Djawanews.com – Para petani di Kabupaten Klaten, Jawa Tengah, merasa dirugikan dengan dipangkasnya jatah pupuk bersubsi serta dinaikkannya harga eceran tertinggi (HET) pupuk bersubsidi.
Sekretaris Kontak Tani Nelayan Andalan (KTNA) Klaten, Ato Susanto menilai, kebijakan tersebut berpotensi menurunkan produktivitas petani.
“Petani jelas menjerit. Dengan pengurangan alokasi (pupuk) itu risikonya penurunan produktivitas,” ujar Atok kepada Solopos, Senin (4/1/2021).
Atok menyampaikan, kebijakan mengurangi alokasi pupuk bersubsi serta menaikkan HET terkesan terburu-buru.
“Semestinya pemerintah berembuk dengan petani terlebih dahulu untuk mengatasi kekhawatiran penurunan produktivitas seiring berkurangnya jatah pupuk bersubsidi. Ini belum ada sosialisasi, pemerintah sudah ada keputusan pengurangan subsidi sepihak,” kata Atok.
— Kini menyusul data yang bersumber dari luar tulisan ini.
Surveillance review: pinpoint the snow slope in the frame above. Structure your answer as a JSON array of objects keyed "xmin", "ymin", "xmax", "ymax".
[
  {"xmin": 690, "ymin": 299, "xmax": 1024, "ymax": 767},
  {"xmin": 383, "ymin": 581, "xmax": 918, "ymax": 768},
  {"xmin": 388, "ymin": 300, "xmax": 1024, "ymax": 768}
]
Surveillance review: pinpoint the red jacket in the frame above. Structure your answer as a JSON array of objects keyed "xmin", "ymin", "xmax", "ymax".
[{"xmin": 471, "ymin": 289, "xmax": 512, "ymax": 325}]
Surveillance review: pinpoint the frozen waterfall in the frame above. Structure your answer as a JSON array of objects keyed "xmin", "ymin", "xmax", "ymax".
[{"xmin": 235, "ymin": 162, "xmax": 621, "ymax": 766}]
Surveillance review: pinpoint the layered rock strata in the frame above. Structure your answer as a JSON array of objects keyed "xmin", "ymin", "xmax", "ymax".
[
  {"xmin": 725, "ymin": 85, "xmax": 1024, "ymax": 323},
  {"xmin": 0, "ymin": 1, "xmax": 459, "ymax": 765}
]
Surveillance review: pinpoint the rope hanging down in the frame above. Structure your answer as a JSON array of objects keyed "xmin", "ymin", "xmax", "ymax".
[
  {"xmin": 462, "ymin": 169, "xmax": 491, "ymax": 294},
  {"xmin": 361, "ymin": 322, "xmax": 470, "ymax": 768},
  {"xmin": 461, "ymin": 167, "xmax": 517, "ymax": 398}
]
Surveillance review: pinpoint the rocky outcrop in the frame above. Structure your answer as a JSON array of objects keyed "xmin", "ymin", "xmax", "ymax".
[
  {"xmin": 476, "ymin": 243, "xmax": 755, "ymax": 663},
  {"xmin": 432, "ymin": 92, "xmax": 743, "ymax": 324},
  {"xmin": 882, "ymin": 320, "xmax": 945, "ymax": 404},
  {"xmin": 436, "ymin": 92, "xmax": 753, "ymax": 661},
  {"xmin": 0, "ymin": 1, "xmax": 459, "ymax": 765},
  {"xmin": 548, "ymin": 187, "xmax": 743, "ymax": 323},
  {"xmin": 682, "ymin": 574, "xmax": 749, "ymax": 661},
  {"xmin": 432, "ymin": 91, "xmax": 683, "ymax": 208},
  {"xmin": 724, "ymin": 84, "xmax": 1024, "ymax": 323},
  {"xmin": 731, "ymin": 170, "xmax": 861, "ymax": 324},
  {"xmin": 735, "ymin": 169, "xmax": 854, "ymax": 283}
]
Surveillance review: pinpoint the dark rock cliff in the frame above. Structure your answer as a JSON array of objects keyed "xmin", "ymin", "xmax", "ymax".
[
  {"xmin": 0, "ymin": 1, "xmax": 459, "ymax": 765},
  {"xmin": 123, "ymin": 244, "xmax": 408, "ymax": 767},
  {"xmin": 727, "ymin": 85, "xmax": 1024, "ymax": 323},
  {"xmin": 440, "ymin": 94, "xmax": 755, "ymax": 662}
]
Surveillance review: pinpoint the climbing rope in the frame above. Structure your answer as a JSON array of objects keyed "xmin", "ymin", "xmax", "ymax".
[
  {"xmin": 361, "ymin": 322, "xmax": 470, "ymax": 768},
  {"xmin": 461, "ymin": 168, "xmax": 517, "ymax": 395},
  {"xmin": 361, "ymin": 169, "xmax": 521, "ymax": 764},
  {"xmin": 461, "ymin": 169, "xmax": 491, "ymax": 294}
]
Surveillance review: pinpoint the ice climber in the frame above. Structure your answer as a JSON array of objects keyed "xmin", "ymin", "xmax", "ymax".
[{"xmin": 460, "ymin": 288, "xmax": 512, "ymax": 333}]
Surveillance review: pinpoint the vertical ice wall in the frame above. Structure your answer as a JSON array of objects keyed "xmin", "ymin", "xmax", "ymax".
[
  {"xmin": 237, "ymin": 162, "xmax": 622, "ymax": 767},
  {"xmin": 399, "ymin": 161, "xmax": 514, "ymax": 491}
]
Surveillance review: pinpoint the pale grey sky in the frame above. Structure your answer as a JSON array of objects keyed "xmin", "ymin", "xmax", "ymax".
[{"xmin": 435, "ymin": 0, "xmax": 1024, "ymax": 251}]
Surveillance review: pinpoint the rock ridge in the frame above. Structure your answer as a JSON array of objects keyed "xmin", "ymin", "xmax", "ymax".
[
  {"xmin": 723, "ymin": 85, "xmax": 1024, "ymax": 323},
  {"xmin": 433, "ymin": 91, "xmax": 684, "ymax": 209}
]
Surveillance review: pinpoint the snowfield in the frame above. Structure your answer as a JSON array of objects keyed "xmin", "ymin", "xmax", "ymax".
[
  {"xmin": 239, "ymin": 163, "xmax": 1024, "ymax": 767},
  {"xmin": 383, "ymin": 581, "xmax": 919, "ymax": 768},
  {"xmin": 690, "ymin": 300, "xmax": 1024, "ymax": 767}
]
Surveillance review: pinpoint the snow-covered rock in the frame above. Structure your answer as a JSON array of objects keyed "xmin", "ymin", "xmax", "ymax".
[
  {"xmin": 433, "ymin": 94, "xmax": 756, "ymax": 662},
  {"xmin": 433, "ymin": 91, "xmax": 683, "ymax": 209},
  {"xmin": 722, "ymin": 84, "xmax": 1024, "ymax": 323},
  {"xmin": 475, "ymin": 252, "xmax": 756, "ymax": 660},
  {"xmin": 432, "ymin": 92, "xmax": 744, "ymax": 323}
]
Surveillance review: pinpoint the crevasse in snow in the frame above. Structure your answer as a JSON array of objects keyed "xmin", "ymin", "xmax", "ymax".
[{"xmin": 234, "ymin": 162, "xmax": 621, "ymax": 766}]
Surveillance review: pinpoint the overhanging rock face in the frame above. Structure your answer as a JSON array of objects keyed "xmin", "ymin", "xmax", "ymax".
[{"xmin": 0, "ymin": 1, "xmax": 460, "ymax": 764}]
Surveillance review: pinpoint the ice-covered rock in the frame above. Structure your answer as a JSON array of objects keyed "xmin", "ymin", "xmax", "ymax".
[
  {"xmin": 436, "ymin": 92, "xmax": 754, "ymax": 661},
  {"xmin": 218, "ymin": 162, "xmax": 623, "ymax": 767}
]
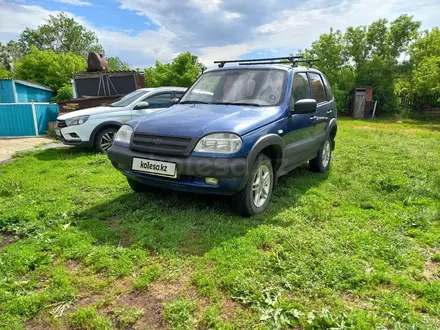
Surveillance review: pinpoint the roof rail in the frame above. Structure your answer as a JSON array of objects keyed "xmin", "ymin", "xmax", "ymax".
[
  {"xmin": 214, "ymin": 56, "xmax": 319, "ymax": 68},
  {"xmin": 214, "ymin": 56, "xmax": 302, "ymax": 68}
]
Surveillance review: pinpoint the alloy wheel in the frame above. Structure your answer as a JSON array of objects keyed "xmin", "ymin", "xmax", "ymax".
[
  {"xmin": 101, "ymin": 131, "xmax": 115, "ymax": 152},
  {"xmin": 252, "ymin": 164, "xmax": 271, "ymax": 208}
]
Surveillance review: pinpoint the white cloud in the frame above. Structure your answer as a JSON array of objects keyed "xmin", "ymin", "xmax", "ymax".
[
  {"xmin": 1, "ymin": 0, "xmax": 440, "ymax": 69},
  {"xmin": 190, "ymin": 0, "xmax": 221, "ymax": 14},
  {"xmin": 224, "ymin": 12, "xmax": 241, "ymax": 20},
  {"xmin": 57, "ymin": 0, "xmax": 92, "ymax": 6},
  {"xmin": 198, "ymin": 0, "xmax": 440, "ymax": 66}
]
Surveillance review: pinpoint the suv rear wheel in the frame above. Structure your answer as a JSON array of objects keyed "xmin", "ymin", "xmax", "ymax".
[
  {"xmin": 234, "ymin": 154, "xmax": 274, "ymax": 217},
  {"xmin": 310, "ymin": 137, "xmax": 332, "ymax": 173},
  {"xmin": 94, "ymin": 127, "xmax": 118, "ymax": 153}
]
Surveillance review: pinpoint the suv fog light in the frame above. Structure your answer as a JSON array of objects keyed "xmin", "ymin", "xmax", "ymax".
[{"xmin": 205, "ymin": 177, "xmax": 219, "ymax": 185}]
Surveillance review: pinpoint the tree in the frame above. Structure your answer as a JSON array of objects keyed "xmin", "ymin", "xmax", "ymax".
[
  {"xmin": 0, "ymin": 41, "xmax": 21, "ymax": 71},
  {"xmin": 409, "ymin": 28, "xmax": 440, "ymax": 95},
  {"xmin": 0, "ymin": 66, "xmax": 13, "ymax": 78},
  {"xmin": 304, "ymin": 14, "xmax": 421, "ymax": 114},
  {"xmin": 107, "ymin": 57, "xmax": 131, "ymax": 71},
  {"xmin": 145, "ymin": 52, "xmax": 203, "ymax": 87},
  {"xmin": 14, "ymin": 47, "xmax": 86, "ymax": 93},
  {"xmin": 19, "ymin": 13, "xmax": 103, "ymax": 57}
]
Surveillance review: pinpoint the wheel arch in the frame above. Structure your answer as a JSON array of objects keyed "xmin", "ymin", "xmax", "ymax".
[
  {"xmin": 90, "ymin": 121, "xmax": 123, "ymax": 147},
  {"xmin": 325, "ymin": 119, "xmax": 337, "ymax": 150},
  {"xmin": 239, "ymin": 134, "xmax": 285, "ymax": 190}
]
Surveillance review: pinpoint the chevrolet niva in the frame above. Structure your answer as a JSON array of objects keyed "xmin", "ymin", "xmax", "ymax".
[{"xmin": 108, "ymin": 57, "xmax": 337, "ymax": 216}]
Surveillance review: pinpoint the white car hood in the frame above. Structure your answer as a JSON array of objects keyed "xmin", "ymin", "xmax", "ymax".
[{"xmin": 58, "ymin": 106, "xmax": 122, "ymax": 120}]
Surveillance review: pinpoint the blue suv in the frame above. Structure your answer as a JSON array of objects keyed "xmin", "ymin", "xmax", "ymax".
[{"xmin": 108, "ymin": 57, "xmax": 337, "ymax": 216}]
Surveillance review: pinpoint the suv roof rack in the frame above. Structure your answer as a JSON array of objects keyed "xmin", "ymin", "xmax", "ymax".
[{"xmin": 214, "ymin": 56, "xmax": 319, "ymax": 68}]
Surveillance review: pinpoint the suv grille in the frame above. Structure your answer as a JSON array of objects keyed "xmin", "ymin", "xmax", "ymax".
[
  {"xmin": 56, "ymin": 120, "xmax": 67, "ymax": 128},
  {"xmin": 131, "ymin": 133, "xmax": 196, "ymax": 156}
]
Selain penurunan produktivitas, pemangkasan jatah serta kenaikan harga pupuk bersubsidi juga semakin membuat petani tak bisa mendapatkan untung.
“Analisis usaha petani padi saat ini kalau dihitung betul, petani sudah merugi. Biaya produksi per ha itu sekitar Rp 10 juta. Kalau dipanen empat bulan harga jualnya kisaran Rp 12 juta per ha. Jika dihitung harian dengan keuntungan Rp 2 juta, sehati itu pendapatan petani tidak lebih dari Rp 20 ribu. Ditambah lagi dengan harga pupuk naik, keuntungan petani semakin turun,” papar Atok.